Validation results suggest that the structurally similar fatty acids with uneven carbon number are appropriate to be used as internal standards for fatty acids. Surprisingly it turned out that these structurally similar internal standards sometimes corrected even better for changes in experimental conditions for palmitic acid and stearic acid than expensive 13C-labeled internal standards.

Overall, it is stressed that matrix-matched calibration with averaged equations (from different lots of matrix) corrected for endogenous analyte concentrations is recommended for routine use. Matrix-to-matrix variations are averaged out, and the work load to do so is only slightly higher than with neat standard solutions.

Application of the developed method

Samples originating from two different fermentation batches of penicillin as well as cephalosporin synthesis were taken, and methanolic extracts of extracellular metabolites were prepared from these fermentation broths. Afterward, these sample extracts were analyzed, employing the presented method together with further samples stemming from different nutrition media. Linoleic, linolenic, oleic, palmitic, and stearic acid and cephalosporin P1 (data not shown) were successfully detected and quantified in extracts 4 and 11. The results are summarized in Table 4 and confirm the applicability of the developed assay for fatty acids in fermentation broths. A chromatogram of extract 11 spiked at the concentration of 0.05 mg/L is depicted in Fig. 4.

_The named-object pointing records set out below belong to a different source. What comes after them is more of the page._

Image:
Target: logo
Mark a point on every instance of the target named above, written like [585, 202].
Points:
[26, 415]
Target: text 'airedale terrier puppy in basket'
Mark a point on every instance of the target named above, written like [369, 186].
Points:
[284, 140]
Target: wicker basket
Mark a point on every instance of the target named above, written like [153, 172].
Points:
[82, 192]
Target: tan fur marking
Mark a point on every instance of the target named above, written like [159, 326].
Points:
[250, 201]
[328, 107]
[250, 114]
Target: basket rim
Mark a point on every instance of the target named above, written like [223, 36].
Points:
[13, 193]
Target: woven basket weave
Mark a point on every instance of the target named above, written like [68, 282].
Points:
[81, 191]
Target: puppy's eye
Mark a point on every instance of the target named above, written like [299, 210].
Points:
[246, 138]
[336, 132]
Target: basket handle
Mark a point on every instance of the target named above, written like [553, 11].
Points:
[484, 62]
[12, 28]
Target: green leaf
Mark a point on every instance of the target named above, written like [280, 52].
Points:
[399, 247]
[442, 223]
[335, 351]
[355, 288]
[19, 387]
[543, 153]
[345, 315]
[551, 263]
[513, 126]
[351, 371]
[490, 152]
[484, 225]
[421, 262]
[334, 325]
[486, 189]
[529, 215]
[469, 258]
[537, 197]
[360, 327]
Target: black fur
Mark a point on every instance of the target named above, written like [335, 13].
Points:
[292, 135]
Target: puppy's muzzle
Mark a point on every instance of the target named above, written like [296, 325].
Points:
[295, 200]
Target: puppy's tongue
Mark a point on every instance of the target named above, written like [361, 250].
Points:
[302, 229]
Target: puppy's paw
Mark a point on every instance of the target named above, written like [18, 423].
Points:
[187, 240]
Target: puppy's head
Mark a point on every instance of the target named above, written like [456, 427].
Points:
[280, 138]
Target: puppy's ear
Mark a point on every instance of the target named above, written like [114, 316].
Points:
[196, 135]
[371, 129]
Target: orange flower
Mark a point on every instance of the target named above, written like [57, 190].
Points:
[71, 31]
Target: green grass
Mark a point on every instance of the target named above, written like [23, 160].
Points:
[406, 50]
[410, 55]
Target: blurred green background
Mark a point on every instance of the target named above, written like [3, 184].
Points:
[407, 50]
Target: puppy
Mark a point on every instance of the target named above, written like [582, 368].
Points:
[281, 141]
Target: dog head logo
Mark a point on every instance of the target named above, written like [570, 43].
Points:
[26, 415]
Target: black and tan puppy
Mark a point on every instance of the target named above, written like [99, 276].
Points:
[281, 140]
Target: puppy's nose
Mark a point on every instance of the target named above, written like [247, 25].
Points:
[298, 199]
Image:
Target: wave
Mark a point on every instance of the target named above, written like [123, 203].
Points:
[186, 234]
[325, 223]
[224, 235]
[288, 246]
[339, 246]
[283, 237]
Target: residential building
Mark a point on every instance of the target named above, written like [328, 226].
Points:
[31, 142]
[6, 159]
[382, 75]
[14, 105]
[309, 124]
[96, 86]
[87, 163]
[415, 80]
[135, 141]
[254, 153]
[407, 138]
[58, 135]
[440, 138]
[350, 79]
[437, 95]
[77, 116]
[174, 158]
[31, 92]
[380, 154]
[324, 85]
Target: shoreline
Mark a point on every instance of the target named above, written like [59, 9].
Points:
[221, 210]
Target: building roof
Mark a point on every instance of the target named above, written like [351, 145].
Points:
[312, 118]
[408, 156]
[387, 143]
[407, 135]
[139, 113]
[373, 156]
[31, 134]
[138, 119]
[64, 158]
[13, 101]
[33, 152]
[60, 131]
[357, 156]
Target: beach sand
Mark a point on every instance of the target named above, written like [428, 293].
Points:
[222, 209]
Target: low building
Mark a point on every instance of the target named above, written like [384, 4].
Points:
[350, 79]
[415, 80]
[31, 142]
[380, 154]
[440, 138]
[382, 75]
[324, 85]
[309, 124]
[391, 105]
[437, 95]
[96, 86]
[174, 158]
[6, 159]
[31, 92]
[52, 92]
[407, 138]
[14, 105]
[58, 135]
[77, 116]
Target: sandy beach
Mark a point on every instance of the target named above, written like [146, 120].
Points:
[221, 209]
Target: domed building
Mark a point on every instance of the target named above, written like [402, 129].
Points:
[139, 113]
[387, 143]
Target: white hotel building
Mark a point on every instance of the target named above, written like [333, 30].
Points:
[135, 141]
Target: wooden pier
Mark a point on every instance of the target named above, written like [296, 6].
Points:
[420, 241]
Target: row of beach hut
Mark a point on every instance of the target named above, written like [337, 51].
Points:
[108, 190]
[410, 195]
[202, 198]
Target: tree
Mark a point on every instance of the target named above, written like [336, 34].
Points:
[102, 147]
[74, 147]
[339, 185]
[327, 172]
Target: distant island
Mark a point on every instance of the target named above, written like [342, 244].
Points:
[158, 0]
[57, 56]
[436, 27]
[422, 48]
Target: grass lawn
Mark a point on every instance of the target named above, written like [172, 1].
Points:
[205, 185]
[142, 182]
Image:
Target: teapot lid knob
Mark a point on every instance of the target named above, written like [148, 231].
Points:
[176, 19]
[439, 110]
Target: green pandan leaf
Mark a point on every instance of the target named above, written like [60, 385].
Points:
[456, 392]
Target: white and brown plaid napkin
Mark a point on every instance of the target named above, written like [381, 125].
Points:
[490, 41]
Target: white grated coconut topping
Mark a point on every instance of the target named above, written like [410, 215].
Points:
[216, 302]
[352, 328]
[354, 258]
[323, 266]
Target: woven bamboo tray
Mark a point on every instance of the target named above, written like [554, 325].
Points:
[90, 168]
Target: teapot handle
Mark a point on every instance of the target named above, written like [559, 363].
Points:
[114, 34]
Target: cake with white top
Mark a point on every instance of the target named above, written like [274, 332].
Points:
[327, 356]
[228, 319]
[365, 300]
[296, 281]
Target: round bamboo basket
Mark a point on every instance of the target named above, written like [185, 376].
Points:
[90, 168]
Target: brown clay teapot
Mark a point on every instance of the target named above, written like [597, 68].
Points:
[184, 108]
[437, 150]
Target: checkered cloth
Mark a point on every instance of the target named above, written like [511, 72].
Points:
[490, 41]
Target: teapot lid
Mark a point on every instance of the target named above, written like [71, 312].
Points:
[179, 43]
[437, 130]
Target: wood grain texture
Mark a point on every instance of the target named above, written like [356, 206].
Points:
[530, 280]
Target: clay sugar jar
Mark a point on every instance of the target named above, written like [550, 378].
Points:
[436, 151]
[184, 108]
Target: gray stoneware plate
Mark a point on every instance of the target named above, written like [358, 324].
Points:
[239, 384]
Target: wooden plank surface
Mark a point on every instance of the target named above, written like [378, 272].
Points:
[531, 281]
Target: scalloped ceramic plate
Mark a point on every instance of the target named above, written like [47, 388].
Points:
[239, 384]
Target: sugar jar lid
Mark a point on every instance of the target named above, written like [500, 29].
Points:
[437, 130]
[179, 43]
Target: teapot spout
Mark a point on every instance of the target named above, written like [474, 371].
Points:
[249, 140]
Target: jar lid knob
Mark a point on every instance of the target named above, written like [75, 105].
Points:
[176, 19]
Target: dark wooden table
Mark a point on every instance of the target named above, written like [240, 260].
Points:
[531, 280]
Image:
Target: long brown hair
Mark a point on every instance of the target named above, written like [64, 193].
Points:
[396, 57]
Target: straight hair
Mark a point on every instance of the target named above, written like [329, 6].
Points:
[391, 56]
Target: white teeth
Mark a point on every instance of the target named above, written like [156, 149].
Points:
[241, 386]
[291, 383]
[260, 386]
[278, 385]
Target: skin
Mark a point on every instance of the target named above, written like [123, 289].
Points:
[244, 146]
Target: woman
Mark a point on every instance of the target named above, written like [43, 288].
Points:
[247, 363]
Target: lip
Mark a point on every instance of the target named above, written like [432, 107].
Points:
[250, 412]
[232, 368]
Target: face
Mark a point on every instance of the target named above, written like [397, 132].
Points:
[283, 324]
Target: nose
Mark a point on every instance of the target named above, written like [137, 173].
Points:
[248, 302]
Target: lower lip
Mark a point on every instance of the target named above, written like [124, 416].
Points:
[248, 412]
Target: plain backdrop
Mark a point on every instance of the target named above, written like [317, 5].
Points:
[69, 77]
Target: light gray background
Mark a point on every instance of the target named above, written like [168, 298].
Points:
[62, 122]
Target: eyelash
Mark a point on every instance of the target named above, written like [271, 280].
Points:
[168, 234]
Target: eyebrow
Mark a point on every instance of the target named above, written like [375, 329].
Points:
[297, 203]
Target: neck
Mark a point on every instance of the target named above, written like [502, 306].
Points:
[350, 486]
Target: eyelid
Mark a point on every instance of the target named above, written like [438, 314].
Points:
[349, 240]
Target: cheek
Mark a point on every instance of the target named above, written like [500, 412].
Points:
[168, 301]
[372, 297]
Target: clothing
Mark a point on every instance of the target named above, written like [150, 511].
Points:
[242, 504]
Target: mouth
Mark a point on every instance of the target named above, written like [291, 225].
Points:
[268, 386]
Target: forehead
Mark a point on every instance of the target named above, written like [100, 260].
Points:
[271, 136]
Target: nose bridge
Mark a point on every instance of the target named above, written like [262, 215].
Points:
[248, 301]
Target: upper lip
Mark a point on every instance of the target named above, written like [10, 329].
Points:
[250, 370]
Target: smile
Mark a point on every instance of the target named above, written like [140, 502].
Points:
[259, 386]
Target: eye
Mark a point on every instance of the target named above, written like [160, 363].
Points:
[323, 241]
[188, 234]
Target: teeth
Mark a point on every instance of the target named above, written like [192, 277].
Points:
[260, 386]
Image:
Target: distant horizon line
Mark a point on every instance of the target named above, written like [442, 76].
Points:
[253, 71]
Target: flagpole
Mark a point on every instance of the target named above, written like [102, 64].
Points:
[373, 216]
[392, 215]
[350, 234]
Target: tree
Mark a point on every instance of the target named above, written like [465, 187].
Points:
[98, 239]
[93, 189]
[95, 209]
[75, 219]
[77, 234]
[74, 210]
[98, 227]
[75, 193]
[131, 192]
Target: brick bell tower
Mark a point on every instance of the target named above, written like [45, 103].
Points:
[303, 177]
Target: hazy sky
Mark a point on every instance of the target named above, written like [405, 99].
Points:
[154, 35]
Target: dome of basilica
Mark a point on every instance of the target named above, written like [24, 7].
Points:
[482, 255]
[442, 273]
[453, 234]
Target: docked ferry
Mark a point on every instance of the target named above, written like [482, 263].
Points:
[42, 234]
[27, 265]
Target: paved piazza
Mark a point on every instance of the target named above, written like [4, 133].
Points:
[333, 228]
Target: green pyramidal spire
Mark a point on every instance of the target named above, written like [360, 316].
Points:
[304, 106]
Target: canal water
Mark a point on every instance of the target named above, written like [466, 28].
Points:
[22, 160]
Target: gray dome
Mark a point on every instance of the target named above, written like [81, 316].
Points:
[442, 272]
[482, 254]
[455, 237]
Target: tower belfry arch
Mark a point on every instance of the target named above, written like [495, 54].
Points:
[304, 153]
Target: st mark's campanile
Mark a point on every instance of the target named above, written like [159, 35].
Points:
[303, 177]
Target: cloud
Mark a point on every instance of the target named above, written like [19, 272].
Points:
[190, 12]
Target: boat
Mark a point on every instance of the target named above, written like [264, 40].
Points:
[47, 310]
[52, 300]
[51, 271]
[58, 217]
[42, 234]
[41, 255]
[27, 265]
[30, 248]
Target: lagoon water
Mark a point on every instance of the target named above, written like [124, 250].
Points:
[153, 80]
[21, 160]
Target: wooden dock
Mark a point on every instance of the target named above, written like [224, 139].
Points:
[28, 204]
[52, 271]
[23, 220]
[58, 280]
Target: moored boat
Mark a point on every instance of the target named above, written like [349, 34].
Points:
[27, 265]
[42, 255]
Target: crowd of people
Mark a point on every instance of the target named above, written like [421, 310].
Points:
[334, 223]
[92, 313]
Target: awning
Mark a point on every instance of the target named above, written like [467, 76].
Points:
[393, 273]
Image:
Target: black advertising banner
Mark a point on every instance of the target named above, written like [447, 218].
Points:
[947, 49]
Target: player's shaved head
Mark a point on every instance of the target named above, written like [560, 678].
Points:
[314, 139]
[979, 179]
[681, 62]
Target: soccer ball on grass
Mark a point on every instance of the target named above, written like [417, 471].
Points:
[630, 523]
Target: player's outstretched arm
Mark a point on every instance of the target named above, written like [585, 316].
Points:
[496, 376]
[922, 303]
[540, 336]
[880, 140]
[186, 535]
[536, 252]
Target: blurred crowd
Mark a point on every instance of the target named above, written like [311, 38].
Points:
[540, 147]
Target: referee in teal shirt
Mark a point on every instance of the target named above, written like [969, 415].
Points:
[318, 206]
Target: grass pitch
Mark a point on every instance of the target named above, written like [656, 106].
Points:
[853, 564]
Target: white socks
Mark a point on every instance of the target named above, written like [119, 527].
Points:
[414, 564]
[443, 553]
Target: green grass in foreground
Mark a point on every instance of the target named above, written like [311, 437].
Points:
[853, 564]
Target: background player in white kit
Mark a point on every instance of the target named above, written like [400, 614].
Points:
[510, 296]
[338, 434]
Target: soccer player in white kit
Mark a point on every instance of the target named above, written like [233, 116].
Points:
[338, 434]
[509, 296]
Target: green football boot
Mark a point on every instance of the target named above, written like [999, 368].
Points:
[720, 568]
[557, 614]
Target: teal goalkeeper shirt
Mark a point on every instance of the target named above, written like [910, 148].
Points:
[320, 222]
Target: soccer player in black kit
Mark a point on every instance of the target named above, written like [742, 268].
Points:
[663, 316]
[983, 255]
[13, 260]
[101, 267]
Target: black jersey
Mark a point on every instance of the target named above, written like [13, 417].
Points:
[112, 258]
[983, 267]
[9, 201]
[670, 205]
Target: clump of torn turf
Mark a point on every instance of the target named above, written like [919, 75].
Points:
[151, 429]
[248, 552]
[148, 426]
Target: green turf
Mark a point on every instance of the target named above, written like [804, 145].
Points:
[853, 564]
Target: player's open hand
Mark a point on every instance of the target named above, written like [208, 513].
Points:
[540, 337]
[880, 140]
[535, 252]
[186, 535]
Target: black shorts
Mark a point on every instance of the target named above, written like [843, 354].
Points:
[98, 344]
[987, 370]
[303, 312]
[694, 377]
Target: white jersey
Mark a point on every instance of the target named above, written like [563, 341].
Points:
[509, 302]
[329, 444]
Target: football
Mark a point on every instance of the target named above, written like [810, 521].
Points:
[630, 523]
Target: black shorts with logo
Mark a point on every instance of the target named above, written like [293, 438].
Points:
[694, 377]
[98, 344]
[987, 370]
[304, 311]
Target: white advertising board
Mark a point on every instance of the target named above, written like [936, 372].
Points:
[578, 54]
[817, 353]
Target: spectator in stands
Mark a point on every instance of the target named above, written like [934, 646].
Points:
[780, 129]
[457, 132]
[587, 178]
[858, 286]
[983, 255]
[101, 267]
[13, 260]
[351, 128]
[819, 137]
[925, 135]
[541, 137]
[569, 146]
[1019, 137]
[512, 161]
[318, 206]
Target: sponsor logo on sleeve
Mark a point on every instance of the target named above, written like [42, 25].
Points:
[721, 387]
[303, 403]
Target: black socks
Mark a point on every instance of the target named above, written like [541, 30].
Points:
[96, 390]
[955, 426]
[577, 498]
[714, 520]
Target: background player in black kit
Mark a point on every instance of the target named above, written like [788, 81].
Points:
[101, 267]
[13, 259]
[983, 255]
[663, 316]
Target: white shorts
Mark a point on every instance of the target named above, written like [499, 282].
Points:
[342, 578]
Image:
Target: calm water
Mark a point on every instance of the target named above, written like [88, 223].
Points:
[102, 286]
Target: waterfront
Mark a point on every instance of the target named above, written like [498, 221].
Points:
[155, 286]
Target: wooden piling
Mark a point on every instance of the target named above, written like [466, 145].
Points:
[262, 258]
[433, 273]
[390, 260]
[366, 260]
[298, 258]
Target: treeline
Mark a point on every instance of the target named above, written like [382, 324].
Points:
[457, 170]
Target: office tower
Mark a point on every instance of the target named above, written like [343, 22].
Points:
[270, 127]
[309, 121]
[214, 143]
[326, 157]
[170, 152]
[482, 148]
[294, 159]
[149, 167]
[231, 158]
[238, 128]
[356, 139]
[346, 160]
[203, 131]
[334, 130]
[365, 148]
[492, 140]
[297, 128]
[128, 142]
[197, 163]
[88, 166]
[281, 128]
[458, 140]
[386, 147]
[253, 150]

Table 4 Quantification results of extracts 4 and 11 using calibration with neat standard solutions without internal standards
Fig. 4
figure 4

Extracted ion chromatograms of cephalosporin P1 and fatty acids spiked to extract 11 at a concentration of 0.05 mg/L. 1 Cephalosporin P1, 2 lauric acid, 3 linolenic acid, 4 myristic acid, 5 arachidonic acid, 6 linoleic acid, 7 palmitic acid, 8 oleic acid, 9 stearic acid

Conclusions

A RPLC-ESI-MS/MS method was developed for the quantitative analysis of free underivatized fatty acids and some other apolar compounds (α-tocopherol and cephalosporin P1) in extracts of fermentation broths and nutritional media. Although no sample clean up or other sample treatment was performed (except of 1:100 dilution of the methanolic extracts before injection), no strong matrix effects were detected except for stearic acid.

Comprehensive investigation of various approaches for calibration, including calibration using matrix-free standard solutions and calibration via standard addition in five different matrices, revealed that matrix-matched calibration combined with the use of internal standards performs best with regard to routine applications, as longer intervals for calibration can be tolerated. The use of structurally similar fatty acids with an uneven number of carbon atoms as internal standards for fatty acids proved to be a good alternative to expensive 13C or other isotopic-labeled standards.

Memory effects that appeared for most fatty acids could not be entirely eliminated. These memory effects seemed to be constant, and for the concentration range of interest in process control, in which extracellular compounds are analyzed, no intolerable negative influences on accuracy and precision were observed.

The present RPLC-ESI-MS/MS method may be not as powerful and robust as GC-MS implementing precolumn derivatization, yet may be regarded as a useful alternative if GC-MS equipment is not available. In our case, it complements our LC-MS-based metabolic profiling platform that consists of a small set of HILIC and RPLC-ESI-MS/MS methods and is assessed to be suitable in particular for process control of extracellular metabolites and nutrients, respectively.